Após quatro anos de julgamento, a Justiça da Itália condenou 32 pessoas, entre executivos, dirigentes públicos e servidores, por responsabilidade no desabamento da Ponte Morandi, em Gênova, tragédia que deixou 43 mortos em agosto de 2018.
Em audiência realizada nesta quinta-feira (16), a pena mais alta foi imposta a Giovanni Castellucci, ex-CEO da Autostrade per l'Italia (Aspi), antiga concessionária da via ? o Ministério Público havia pedido uma sentença de 18 anos e meio de reclusão.
Também foram condenados o ex-diretor de manutenções da Aspi Michele Donferri Mitelli (11 anos), o ex-número 2 da concessionária Paolo Berti (cinco anos e seis meses) e o ex-CEO da Spea, companhia contratada para fazer a manutenção da ponte, Antonino Galatà (cinco anos e seis meses).
Já Mauro Coletta, ex-diretor de vigilância de concessões rodoviárias do Ministério da Infraestrutura e dos Transportes, pegou cinco anos de prisão. Os réus foram condenados por crimes como homicídio, homicídio rodoviário e desabamento culposo, e as 32 penas totalizam quase 200 anos de reclusão. Outras 25 pessoas foram absolvidas ou tiveram seus delitos prescritos.
"A sentença de hoje marca um passo importante no percurso de verdade e justiça para a tragédia da Ponte Morandi", disse, em nota, o vice-ministro da Infraestrutura, Edoardo Rixi, acrescentando que "nenhuma decisão poderá restituir as 43 vidas despedaçadas nem aliviar a dor das famílias". "O desabamento não foi uma fatalidade, mas o resultado de graves erros e omissões de quem tinha o dever de garantir a segurança", acrescentou.
Familiares de vítimas da Ponte Morandi se abraçam após leitura de sentençaA defesa de Castellucci, por sua vez, afirmou que a única culpa do executivo é "ser inocente". "Buscaram culpados, mas não a culpa. Castellucci foi condenado sem culpa, mas vamos seguir lutando por sua inocência e temos certeza que a apelação remediará aquilo que consideramos um erro", afirmou o advogado Giovanni Paolo.
O julgamento havia iniciado em julho de 2022, e ainda cabe recurso em segunda instância. A Aspi e a Spea também eram alvos do inquérito, mas fizeram um acordo para pagar 29 milhões de euros aos cofres do Estado e encerrar o caso.
A concessionária era controlada pela família Benetton, mas foi reestatizada após a tragédia.
Corrosão
O colapso da Ponte Morandi, parte de uma rodovia que conecta Itália e França, ocorreu em uma manhã chuvosa em 14 de agosto de 2018, lançando veículos em um abismo de dezenas de metros de altura.
Uma perícia divulgada em dezembro de 2020 concluiu que o desabamento foi provocado pela corrosão em um dos cabos de sustentação da ponte. O relatório aponta que o desastre poderia ter sido evitado se "os controles e manutenções tivessem sido feitos corretamente".

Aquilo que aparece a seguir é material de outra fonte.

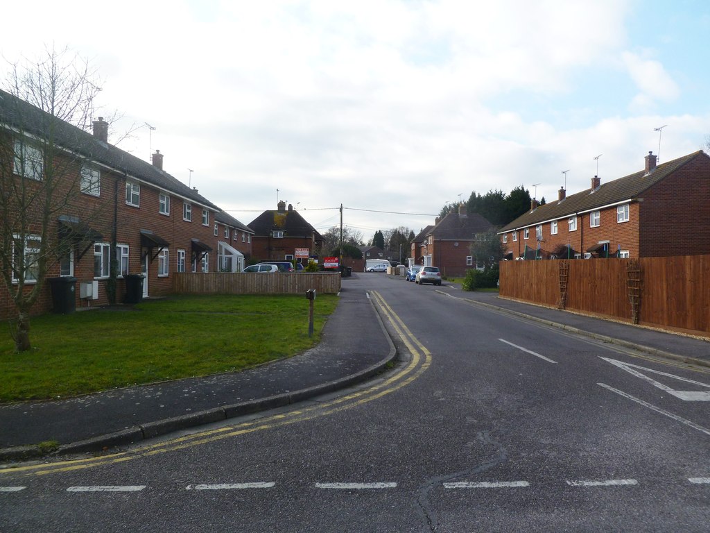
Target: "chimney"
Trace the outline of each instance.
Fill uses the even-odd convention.
[[[648,152],[648,155],[644,158],[646,160],[646,173],[650,174],[656,168],[656,156],[653,152]]]
[[[103,117],[94,121],[94,136],[99,141],[109,142],[109,123],[104,120]]]
[[[153,166],[159,171],[163,170],[163,154],[160,150],[155,150],[155,153],[151,158],[153,160]]]

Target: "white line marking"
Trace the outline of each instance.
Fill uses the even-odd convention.
[[[513,488],[529,487],[527,481],[457,481],[444,483],[444,488]]]
[[[527,353],[529,353],[529,354],[530,354],[532,355],[535,355],[536,357],[540,357],[542,360],[547,361],[547,362],[553,362],[555,365],[557,364],[557,361],[553,361],[552,359],[547,359],[547,357],[545,357],[545,355],[540,355],[539,353],[535,353],[535,352],[532,352],[532,351],[531,351],[530,350],[528,350],[527,348],[524,348],[522,346],[518,346],[517,344],[513,344],[513,343],[508,343],[505,339],[498,339],[498,340],[500,340],[501,343],[505,343],[506,344],[509,344],[511,346],[513,346],[513,348],[518,348],[518,350],[522,350],[523,352],[526,352]]]
[[[666,411],[665,409],[662,409],[660,407],[657,407],[655,405],[652,405],[651,404],[649,404],[648,402],[644,402],[643,400],[636,398],[635,397],[631,396],[630,394],[624,392],[623,391],[620,391],[618,389],[613,388],[613,387],[609,387],[605,383],[597,383],[596,384],[599,385],[599,387],[603,387],[605,389],[611,391],[612,392],[616,392],[617,394],[620,394],[621,396],[623,396],[624,398],[628,398],[628,399],[633,402],[635,402],[637,404],[643,405],[644,407],[648,407],[648,409],[652,409],[652,411],[655,411],[657,413],[660,413],[661,414],[665,415],[669,418],[672,418],[676,421],[684,424],[686,426],[689,426],[693,429],[697,429],[701,433],[704,433],[706,435],[710,435],[710,429],[704,428],[702,426],[699,426],[698,424],[695,424],[695,422],[692,422],[689,420],[687,420],[686,419],[684,419],[682,416],[679,416],[677,414],[673,414],[672,413],[670,413]]]
[[[710,485],[710,478],[688,478],[688,481],[698,485]]]
[[[187,490],[230,490],[253,488],[271,488],[276,484],[273,483],[256,482],[253,483],[221,483],[215,485],[200,484],[188,485],[185,487]]]
[[[669,394],[672,394],[677,398],[680,398],[682,400],[685,402],[710,402],[710,392],[706,392],[705,391],[683,391],[683,390],[675,390],[671,389],[667,385],[665,385],[660,382],[652,379],[648,376],[641,374],[641,372],[636,370],[632,370],[633,368],[638,368],[639,370],[643,370],[645,372],[649,372],[652,374],[657,374],[658,375],[665,376],[666,377],[671,377],[674,379],[677,379],[679,381],[683,381],[686,383],[692,383],[694,385],[698,385],[699,387],[704,387],[706,388],[710,388],[710,385],[705,383],[701,383],[698,381],[694,381],[693,379],[688,379],[685,377],[681,377],[680,376],[677,376],[674,374],[668,374],[667,372],[660,372],[660,370],[654,370],[651,368],[646,368],[645,367],[640,367],[638,365],[632,365],[629,362],[622,362],[621,361],[617,361],[614,359],[608,359],[607,357],[601,357],[604,360],[607,362],[611,362],[615,367],[621,368],[622,370],[626,370],[629,374],[636,377],[640,378],[644,381],[650,383],[654,387],[660,389],[662,391],[665,391]]]
[[[635,479],[608,479],[603,481],[567,481],[571,487],[618,487],[623,485],[638,485]]]
[[[136,492],[146,488],[145,485],[99,485],[96,487],[70,487],[67,492]]]
[[[27,487],[0,487],[0,492],[18,492]]]
[[[395,488],[397,483],[316,483],[316,488],[346,489],[349,490],[361,490],[364,489]]]

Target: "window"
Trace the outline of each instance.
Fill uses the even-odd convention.
[[[616,208],[616,222],[628,222],[628,204],[625,203],[623,205],[619,205]]]
[[[124,276],[128,276],[129,274],[129,245],[128,244],[116,244],[116,259],[119,262],[119,271],[118,275],[119,277]]]
[[[35,146],[15,140],[15,173],[38,181],[42,181],[44,171],[42,151]]]
[[[59,258],[59,275],[62,277],[74,275],[74,250],[62,254]]]
[[[92,196],[101,195],[101,173],[96,168],[82,166],[81,171],[81,191]]]
[[[12,281],[15,283],[18,281],[17,274],[23,271],[24,282],[34,283],[39,275],[40,237],[38,235],[28,235],[23,243],[17,235],[13,237]],[[21,249],[19,249],[20,246],[22,246]]]
[[[131,181],[126,182],[126,203],[141,207],[141,185]]]
[[[601,220],[601,213],[599,211],[592,211],[589,215],[589,227],[599,227],[599,220]]]
[[[160,198],[158,199],[160,203],[160,208],[158,210],[161,215],[170,215],[170,197],[167,194],[160,193]]]
[[[110,259],[110,245],[108,242],[97,242],[94,244],[94,277],[109,277]]]
[[[178,250],[178,266],[175,270],[178,272],[185,271],[185,250]]]
[[[158,277],[165,277],[168,275],[168,263],[170,254],[167,248],[163,248],[158,254]]]

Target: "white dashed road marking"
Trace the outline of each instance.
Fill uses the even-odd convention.
[[[567,481],[570,487],[618,487],[624,485],[638,485],[635,479],[608,479],[601,481]]]
[[[444,483],[444,488],[514,488],[529,487],[527,481],[459,481]]]
[[[316,488],[345,489],[347,490],[361,490],[364,489],[395,488],[397,483],[316,483]]]
[[[145,485],[127,485],[124,486],[105,485],[95,487],[70,487],[67,492],[137,492],[146,488]]]

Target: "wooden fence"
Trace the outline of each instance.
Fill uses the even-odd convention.
[[[710,335],[710,255],[503,261],[500,295]]]
[[[298,272],[277,274],[229,274],[226,272],[179,272],[173,276],[177,294],[305,294],[340,291],[340,274]]]

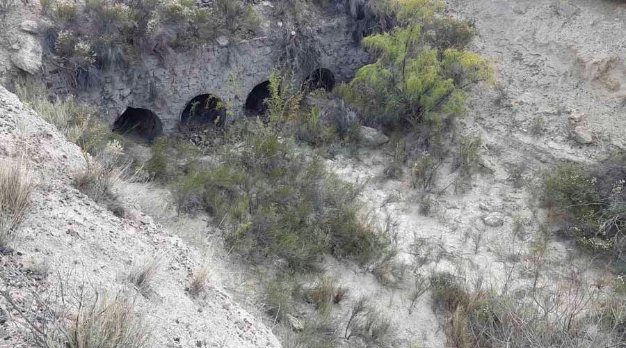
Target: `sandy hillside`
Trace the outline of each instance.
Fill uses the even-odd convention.
[[[149,292],[131,294],[137,313],[154,329],[154,347],[280,347],[264,324],[212,280],[192,299],[186,288],[201,263],[198,251],[145,214],[130,211],[120,219],[74,189],[72,177],[84,163],[79,148],[3,88],[0,116],[0,156],[23,154],[36,180],[33,207],[15,251],[1,258],[8,269],[26,275],[3,273],[0,279],[0,287],[19,305],[30,303],[29,287],[44,298],[52,295],[68,274],[70,289],[82,283],[109,293],[135,292],[127,280],[130,269],[159,256],[160,267]],[[50,271],[47,277],[32,271],[42,268]],[[3,299],[0,308],[16,317]],[[0,327],[0,347],[30,347],[23,340],[24,329],[13,324]]]

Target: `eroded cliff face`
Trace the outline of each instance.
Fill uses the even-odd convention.
[[[268,81],[287,47],[296,41],[314,47],[308,57],[309,69],[296,72],[298,85],[318,69],[328,70],[333,83],[349,80],[369,61],[345,19],[333,19],[307,34],[278,26],[275,29],[266,36],[240,42],[221,38],[217,45],[176,54],[168,65],[156,57],[146,57],[141,68],[105,72],[102,86],[80,97],[98,105],[111,125],[127,107],[142,108],[154,112],[163,123],[163,133],[171,134],[178,130],[183,111],[199,95],[214,95],[235,116],[243,114],[249,93]]]
[[[72,178],[85,159],[78,146],[0,87],[0,159],[15,158],[26,159],[35,187],[16,250],[0,254],[0,289],[25,308],[21,315],[0,296],[0,347],[34,347],[24,319],[36,316],[29,306],[33,294],[52,306],[61,301],[61,286],[68,297],[81,291],[130,296],[135,313],[153,328],[150,347],[281,347],[215,278],[200,296],[190,296],[189,275],[204,256],[145,214],[131,209],[120,218],[79,191]],[[154,285],[140,294],[129,272],[156,255],[162,256]],[[33,271],[35,264],[49,267],[47,276]]]

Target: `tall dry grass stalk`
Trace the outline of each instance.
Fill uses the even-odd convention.
[[[13,241],[31,206],[32,173],[23,157],[0,160],[0,247]]]

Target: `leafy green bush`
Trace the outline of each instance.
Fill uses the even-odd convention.
[[[225,140],[217,164],[189,171],[170,187],[179,211],[202,195],[234,250],[305,271],[324,253],[365,262],[388,245],[386,233],[360,216],[360,186],[328,173],[320,158],[298,153],[272,125],[242,122]]]
[[[42,1],[54,24],[50,48],[74,87],[97,84],[99,70],[134,66],[142,54],[170,59],[172,49],[193,49],[223,34],[249,35],[258,27],[252,8],[241,0],[219,0],[214,8],[193,0],[87,0],[83,7]]]
[[[433,22],[435,13],[443,9],[442,2],[399,1],[392,5],[398,26],[363,40],[378,59],[360,68],[338,93],[360,108],[366,125],[425,123],[436,132],[442,127],[442,116],[463,111],[465,90],[489,81],[492,69],[485,59],[463,48],[439,52],[424,45],[428,38],[423,33],[424,25]],[[445,36],[445,31],[440,35]],[[463,41],[449,40],[445,45],[451,47]]]

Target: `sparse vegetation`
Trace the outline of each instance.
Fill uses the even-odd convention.
[[[454,168],[457,171],[454,182],[455,191],[463,189],[472,180],[472,177],[479,168],[479,159],[483,141],[480,136],[464,136],[458,145],[458,152],[454,158]]]
[[[23,157],[0,160],[0,249],[13,242],[18,232],[31,207],[33,185],[30,168]]]
[[[366,342],[380,342],[392,334],[391,319],[369,302],[367,297],[361,297],[353,305],[344,332],[346,340],[358,338]]]
[[[85,167],[74,173],[76,187],[97,203],[114,201],[113,186],[130,175],[130,164],[123,159],[122,150],[121,144],[113,141],[94,156],[83,152]]]
[[[21,279],[38,311],[24,308],[10,291],[1,296],[16,313],[15,323],[29,332],[39,348],[147,348],[152,347],[152,327],[135,311],[135,299],[119,292],[111,295],[84,280],[77,287],[70,277],[59,276],[59,285],[47,292],[29,285],[23,274],[3,267]],[[91,285],[91,286],[90,286]]]
[[[240,0],[219,0],[212,8],[189,0],[89,0],[84,6],[54,0],[42,7],[54,23],[49,48],[73,87],[97,86],[99,70],[133,67],[143,54],[172,63],[173,51],[220,35],[248,37],[259,22],[252,6]]]
[[[330,310],[333,303],[343,301],[348,294],[348,289],[337,284],[337,280],[330,277],[319,279],[309,291],[308,296],[316,309],[322,313]]]
[[[366,125],[401,129],[419,125],[425,134],[436,133],[442,127],[442,118],[464,109],[464,90],[488,81],[491,69],[484,58],[463,48],[446,47],[440,54],[424,45],[428,40],[423,35],[425,24],[435,21],[435,14],[443,9],[442,1],[393,1],[392,5],[398,26],[363,40],[378,59],[360,68],[338,91],[360,108]],[[456,45],[455,40],[449,41]]]
[[[191,280],[189,282],[189,293],[191,296],[198,296],[204,290],[209,281],[209,269],[203,264],[191,274]]]
[[[140,293],[146,296],[150,292],[152,282],[161,269],[162,262],[160,257],[153,257],[136,263],[128,275],[128,281]]]
[[[592,166],[565,163],[547,173],[544,201],[564,234],[626,262],[626,155]]]
[[[33,108],[45,121],[56,127],[69,141],[79,143],[91,119],[90,110],[77,104],[72,97],[50,100],[43,85],[33,80],[18,80],[15,89],[20,100]]]

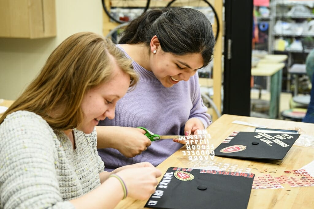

A Morandi havia sido inaugurada em 1967 e consistia em uma estrutura estaiada, mas com as vias suspensas por tirantes de concreto, e não de aço, como é mais comum.
De acordo com os peritos, o processo de corrosão na armadura do tirante que causou a tragédia teve início logo nos "primeiros anos de vida da ponte" e progrediu de maneira ininterrupta até o desabamento.
"Era uma bomba-relógio", disse o procurador Walter Cotugno durante o julgamento. A substituta da Ponte Morandi foi inaugurada em agosto de 2020, com projeto do premiado arquiteto Renzo Piano, ao custo de 200 milhões de euros, valor bancado por um consórcio público-privado.